Predicting Plant Local Adaptation in the Northwest Territories

A major challenge for resource extraction and industrial development in Northern Canada is lack of access to biological resources for restoring disturbed habitats to near-pristine states.

The P-PLANT project is a collaboration with the Aurora Research Institute in the Northwest Territories. We are applying genomic tools and field studies to characterize population genetic structure in native species used in restoration and reclamation projects. Many of these species can be difficult to distinguish based on morphological characteristics, and the extent to which populations are differentiated and adapted to local conditions is largely unknown. Our research will help restoration projects maintain the integrity of locally adapted populations.


Research Methods

Clockwise from top left: 1. Boechera retrofracta rosette in prototype imaging chamber; 2. Sequence alignment close-up; 3. Transplanting for large growth chamber experiment; 4. Illumina HiSeq Next-Generation DNA Sequencer (© Illumina)
Genetics

Genetics & Bioinformatics

Decoding the Building Blocks of Life

We use high-throughput sequencing, 'big data', and bioinformatics to probe genetic variation underlying ecologically important traits and to understanding the complex relationship between genoype, phenotype, and the environment. Our ultimate goal is to understand how naturally-occurring genetic variants affect survial and reproductive rates (i.e. performance) under a variety of natural environments.
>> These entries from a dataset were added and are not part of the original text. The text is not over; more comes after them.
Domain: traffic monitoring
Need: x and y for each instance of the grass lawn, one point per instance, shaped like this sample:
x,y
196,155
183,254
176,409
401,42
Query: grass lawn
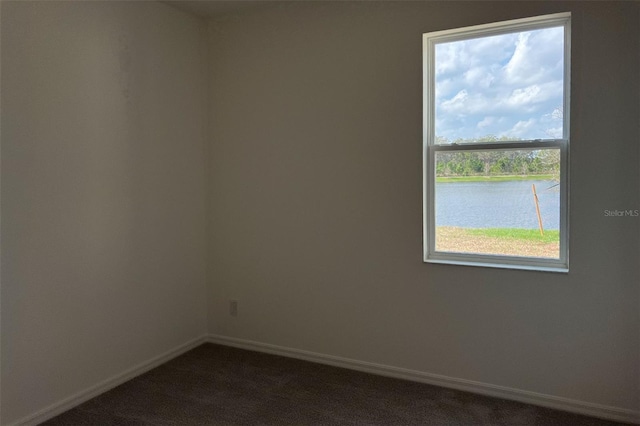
x,y
504,241
531,235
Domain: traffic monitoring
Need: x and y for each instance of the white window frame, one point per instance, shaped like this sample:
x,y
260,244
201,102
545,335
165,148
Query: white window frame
x,y
430,148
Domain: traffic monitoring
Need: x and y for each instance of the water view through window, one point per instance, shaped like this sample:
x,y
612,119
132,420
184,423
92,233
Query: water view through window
x,y
498,202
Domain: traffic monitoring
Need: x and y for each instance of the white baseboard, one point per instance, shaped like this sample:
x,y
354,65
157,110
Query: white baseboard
x,y
93,391
534,398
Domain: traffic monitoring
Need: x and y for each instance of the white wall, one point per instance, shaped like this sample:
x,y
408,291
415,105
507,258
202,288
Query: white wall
x,y
315,222
103,193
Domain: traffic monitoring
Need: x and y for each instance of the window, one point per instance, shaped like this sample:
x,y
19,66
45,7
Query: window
x,y
496,144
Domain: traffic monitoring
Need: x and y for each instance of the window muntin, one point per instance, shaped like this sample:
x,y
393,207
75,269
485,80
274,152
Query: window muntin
x,y
481,86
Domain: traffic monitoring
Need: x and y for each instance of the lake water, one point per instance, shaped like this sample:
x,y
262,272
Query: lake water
x,y
497,204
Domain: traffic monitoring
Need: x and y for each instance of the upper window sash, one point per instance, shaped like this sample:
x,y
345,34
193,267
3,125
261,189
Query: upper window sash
x,y
430,40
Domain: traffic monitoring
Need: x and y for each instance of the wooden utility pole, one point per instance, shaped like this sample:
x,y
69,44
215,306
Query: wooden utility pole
x,y
535,199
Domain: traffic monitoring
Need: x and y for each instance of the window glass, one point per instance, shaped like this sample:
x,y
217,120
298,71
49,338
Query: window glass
x,y
507,86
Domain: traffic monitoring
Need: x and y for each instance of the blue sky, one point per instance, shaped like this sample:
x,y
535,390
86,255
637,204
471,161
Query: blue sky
x,y
505,85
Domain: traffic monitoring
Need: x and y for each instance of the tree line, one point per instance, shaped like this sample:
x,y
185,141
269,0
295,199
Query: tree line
x,y
495,162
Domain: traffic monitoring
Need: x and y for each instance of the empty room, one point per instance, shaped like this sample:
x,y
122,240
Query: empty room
x,y
319,212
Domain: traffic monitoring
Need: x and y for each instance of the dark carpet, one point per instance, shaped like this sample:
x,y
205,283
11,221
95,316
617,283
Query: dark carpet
x,y
218,385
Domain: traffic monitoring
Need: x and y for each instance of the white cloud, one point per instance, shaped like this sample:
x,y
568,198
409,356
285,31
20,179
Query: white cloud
x,y
521,129
507,84
486,122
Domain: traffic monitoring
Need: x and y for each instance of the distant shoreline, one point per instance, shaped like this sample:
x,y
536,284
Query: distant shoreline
x,y
496,178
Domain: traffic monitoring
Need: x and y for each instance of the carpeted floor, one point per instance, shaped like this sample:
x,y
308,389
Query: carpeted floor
x,y
218,385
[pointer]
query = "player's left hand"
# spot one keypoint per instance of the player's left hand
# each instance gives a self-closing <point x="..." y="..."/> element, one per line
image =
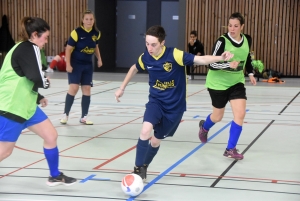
<point x="44" y="102"/>
<point x="227" y="55"/>
<point x="99" y="63"/>
<point x="118" y="94"/>
<point x="252" y="79"/>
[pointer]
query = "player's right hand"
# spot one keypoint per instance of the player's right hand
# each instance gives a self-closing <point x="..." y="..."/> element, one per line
<point x="69" y="69"/>
<point x="234" y="64"/>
Lythrum salicaria a.k.a. purple loosestrife growing in a common garden study at the Koffler Scientific Reserve (University of Toronto). See Colautti and Barrett (2013)
Ecology

Ecology

Our research begins and ends in the field

Observations of organisms in natural and human-altered environments underpin our research in ecological genomics and evolutionary ecology. To investigate genes in nature we rely on field surveys and experimental manipulations at Queen's University Biological Station (QUBS) and other field sites around the world. These are complemented with the analysis of 'Big Data' characterizing aspects of the natural environment and human activity at regional to global scales.

Fitness surface from Colautti and Barrett (2010)
Evolution

Evolution

The Theoretical Foundation of Modern Biology

From the elegant simplicity of the Price Equation to the profound complexity of living systems, evolutionary theory provides a robust scientific foundation to develop a better understanding of the structure, function and dynamics of living systems.